Photo: Associated Press
Apple CEO Steve Jobs announced an indefinite medical leave of absence today, so he can focus on his health.As he did during his last leave in 2009 (to receive a liver transplant), Jobs says he will remain CEO and will be involved in major strategic decisions, while COO Tim Cook runs the company’s day-to-day operations.
In a letter to Apple staff, Jobs says, “I love Apple so much and hope to be back as soon as I can.”
But what happens if Jobs doesn’t come back? Or if his leave is prolonged? (Last time, Jobs specifically said he would be on leave “until June” — a roughly six-month leave. This time, he didn’t offer a timeline.)
Apple is fine for now.
The company’s product lineup as arguably as strong as it has ever been, and Jobs’ absence should have no effect on planned product launches for 2011, such as the iPad 2 and iPhone 5. We still expect the new Mac OS X “Lion” to ship this year as planned.
And with executives like COO Tim Cook, marketing boss Phil Schiller, iOS software head Scott Forstall, industrial design guru Jony Ive, hardware exec Bob Mansfield, and retail chief Ron Johnson in charge, Apple’s management ranks are among the best in the world.

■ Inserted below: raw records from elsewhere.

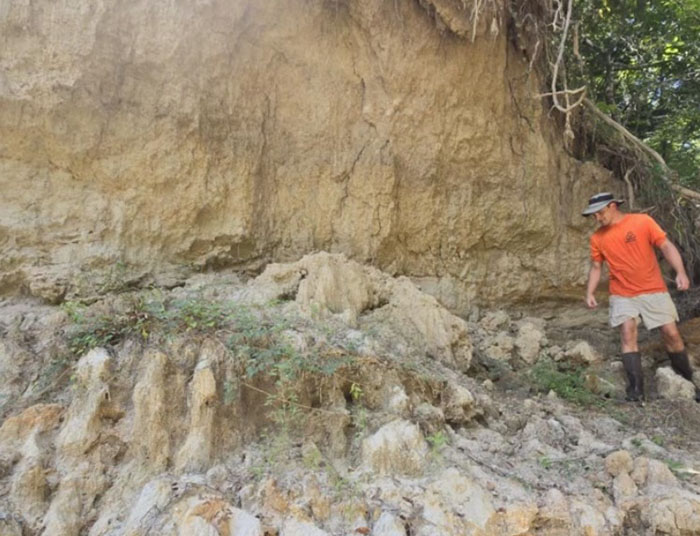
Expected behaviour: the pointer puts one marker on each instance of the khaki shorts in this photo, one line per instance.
(655, 309)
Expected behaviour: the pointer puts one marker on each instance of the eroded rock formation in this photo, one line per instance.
(230, 133)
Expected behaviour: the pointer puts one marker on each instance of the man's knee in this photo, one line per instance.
(628, 334)
(672, 337)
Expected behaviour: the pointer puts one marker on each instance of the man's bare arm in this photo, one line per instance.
(671, 254)
(593, 280)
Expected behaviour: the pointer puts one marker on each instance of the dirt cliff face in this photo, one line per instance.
(230, 133)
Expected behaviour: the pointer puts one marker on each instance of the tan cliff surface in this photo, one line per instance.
(219, 133)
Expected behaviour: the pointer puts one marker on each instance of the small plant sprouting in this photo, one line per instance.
(565, 380)
(356, 392)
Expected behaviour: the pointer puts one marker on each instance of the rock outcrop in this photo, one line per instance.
(278, 406)
(148, 134)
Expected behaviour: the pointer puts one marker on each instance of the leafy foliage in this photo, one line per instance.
(641, 62)
(565, 380)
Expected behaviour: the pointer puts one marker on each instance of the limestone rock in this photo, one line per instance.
(672, 386)
(499, 347)
(529, 341)
(430, 418)
(10, 526)
(460, 405)
(295, 527)
(463, 496)
(398, 402)
(388, 525)
(83, 421)
(215, 516)
(154, 496)
(495, 320)
(623, 487)
(581, 353)
(396, 448)
(619, 462)
(197, 450)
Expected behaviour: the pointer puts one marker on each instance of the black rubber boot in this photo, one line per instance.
(681, 366)
(632, 362)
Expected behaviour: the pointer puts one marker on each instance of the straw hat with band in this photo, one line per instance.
(600, 201)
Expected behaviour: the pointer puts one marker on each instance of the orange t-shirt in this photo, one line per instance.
(628, 248)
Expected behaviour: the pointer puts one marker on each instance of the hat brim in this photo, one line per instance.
(595, 207)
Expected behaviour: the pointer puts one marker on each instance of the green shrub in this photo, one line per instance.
(565, 380)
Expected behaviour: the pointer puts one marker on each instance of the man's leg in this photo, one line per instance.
(632, 360)
(677, 354)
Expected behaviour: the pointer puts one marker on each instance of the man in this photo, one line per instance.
(626, 242)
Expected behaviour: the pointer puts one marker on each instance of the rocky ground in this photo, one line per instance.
(324, 397)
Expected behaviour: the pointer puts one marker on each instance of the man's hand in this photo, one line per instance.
(682, 282)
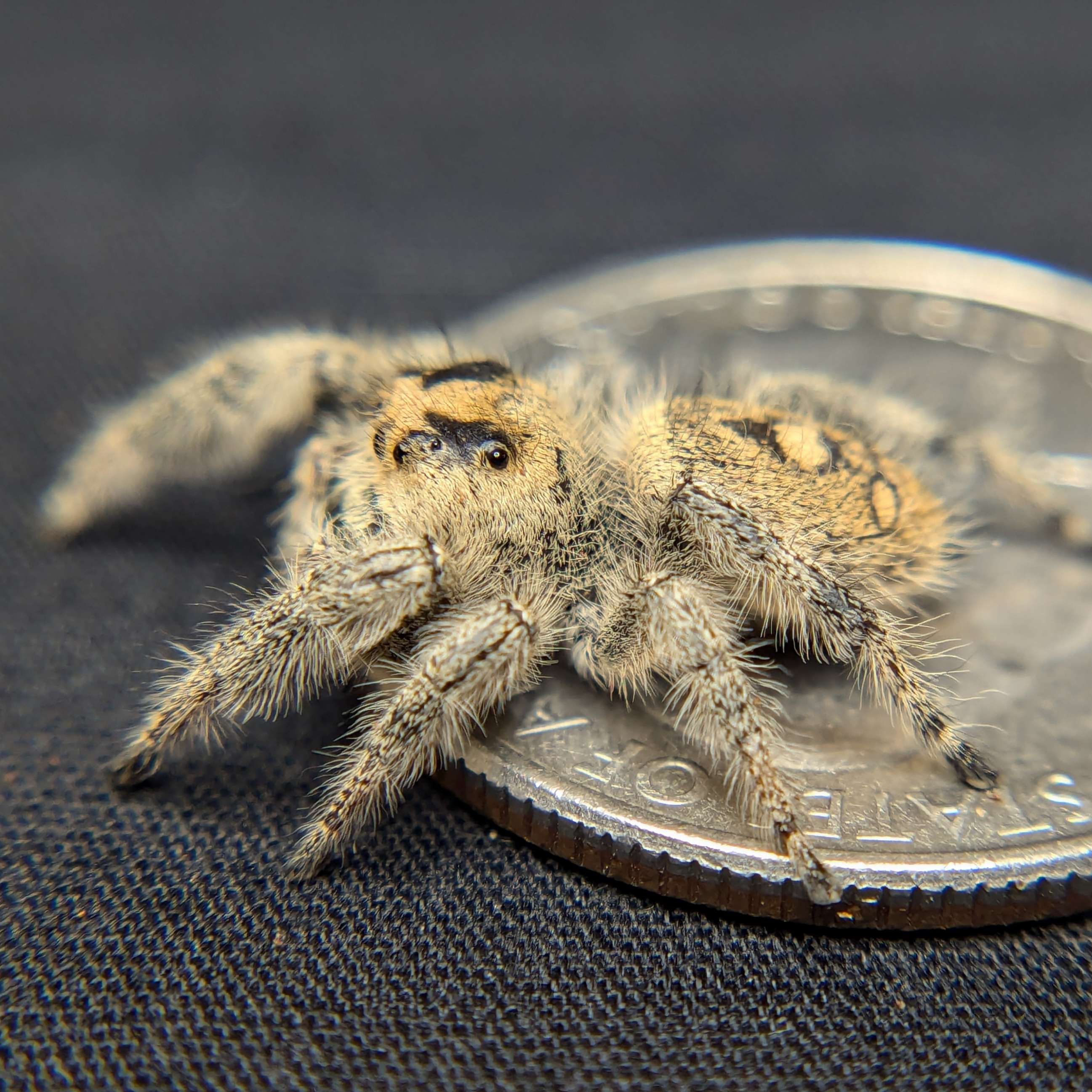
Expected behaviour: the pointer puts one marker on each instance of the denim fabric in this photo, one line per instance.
(175, 170)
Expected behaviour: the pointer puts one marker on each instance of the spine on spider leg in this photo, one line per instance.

But without Steve, Apple isn’t the same. Or as good.
Apple is more than Steve Jobs. The company has tens of thousands of employees, and Jobs obviously isn’t doing all the work. Especially since he returned from medical leave in 2009.
But Steve Jobs is Apple.
He might not write code or design chips. But he makes the big, important decisions that make Apple products Apple products, and not Dell or Motorola or Microsoft products.
Eventually, other execs would make choices Steve wouldn’t make. Talent could leave. Apple could lose its edge.
That’s not to say the company is screwed if Jobs retires. But it’s almost certainly better with Jobs than without him. So his absence will eventually be felt.